FK, CHECK, ENUM or DOMAIN. That is the question.

We have a customer that recently asked me to comment on which I would use for a particular problem. This is a simple validating lookup. For example, CHECK(VALUE IN ('foo','bar')). Should we use a CHECK constraint, FK, ENUM or DOMAIN?

A CHECK constraint is easy to apply and has simple syntax. It is also extremely flexible in solving other types of validating problems. If your valid values change you must DROP CONSTRAINT and ADD CONSTRAINT. You can not add an element to the CHECK.

A Foreign Key creates the requirement of a lookup table. It also offers the easiest management of valid values. You just INSERT, UPDATE or DELETE from the lookup table. If you are a smart monkey and using natural keys versus artificial ones, you can avoid the JOIN on SELECT as well.

ENUM registers as a type in PostgreSQL. This means if you use an ENUM extensively you are basically locking yourself into the use of the type. In short if you need to modify an ENUM you drop the ENUM and recreate it. You can't drop an ENUM if a relation is using it. There are some interesting functions available with ENUM but I am having a hard time seeing a use case for the type as a whole. An ENUM type in theory lends itself specifically to this type of problem so I have included it.

A DOMAIN for this problem suffers from the same problems as ENUM as it registers as a type. However a DOMAIN is more flexible as you can apply complex logic to the validation (just as you can with a CHECK). For example a DOMAIN could contain the regex to validate if a email address is correctly formed. I have used domains many times in the past to create complex validating types. They are useful.
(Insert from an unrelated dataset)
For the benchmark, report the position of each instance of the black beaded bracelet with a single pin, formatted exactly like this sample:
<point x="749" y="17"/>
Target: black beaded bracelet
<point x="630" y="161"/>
So what does all this boil down to? I have listed the pros and cons of managing each method above but what I haven't mentioned is performance. What is the particular performance bottleneck for each method? Read on, to find out for yourself. First I created a table for the CHECK constraint test:

CREATE TABLE check_test (
   foo text CHECK(foo IN ('text','html')), 
   bar int);
Then the tables for the FK test:
CREATE TABLE fk (foo text PRIMARY KEY);
CREATE TABLE fk_test (
   foo text REFERENCES fk(foo),
   bar int);
I then created a series of 10000 queries. Each query executed 5000 times individually.
INSERT INTO check_test VALUES('text',5);
INSERT INTO check_test VALUES('html',5);
CHECK Test: 1
real	0m10.144s
user	0m0.200s
sys	0m0.292s
CHECK Test: 2
real	0m11.667s
user	0m0.356s
sys	0m0.256s
O.k. so what about Foreign Keys? FK Test 1:
real	0m11.106s
user	0m0.356s
sys	0m0.252s
FK Test 2:
real	0m11.566s
user	0m0.256s
sys	0m0.272s
O.k. about the same. What about if all 10000 are in a single transaction? CHECK Test: 3 single transaction
real	0m1.143s
user	0m0.184s
sys	0m0.180s
FK Test: 3 single transaction
real	0m1.476s
user	0m0.184s
sys	0m0.228s
O.k. this is closer than I thought it would be. I expected an FK to be much slower and in my individual tests it actually is. Just out of curiousity, what about ENUM?
CREATE TYPE content_type AS ENUM('text','html');
CREATE TABLE enum_test (foo content_type, bar int);
ENUM Test: 1
real	0m9.124s
user	0m0.288s
sys	0m0.196s
ENUM Test: 2 single transaction
real	0m1.025s
user	0m0.152s
sys	0m0.192s
O.k. one last test... what about a DOMAIN?
CREATE DOMAIN d_content_type AS text CHECK(VALUE IN ('text','html'));
CREATE TABLE domain_test (foo d_content_type, bar int);
DOMAIN Test: 1
real	0m10.860s
user	0m0.340s
sys	0m0.260s
Domain Test: 2 single transaction
real	0m1.316s
user	0m0.172s
sys	0m0.188s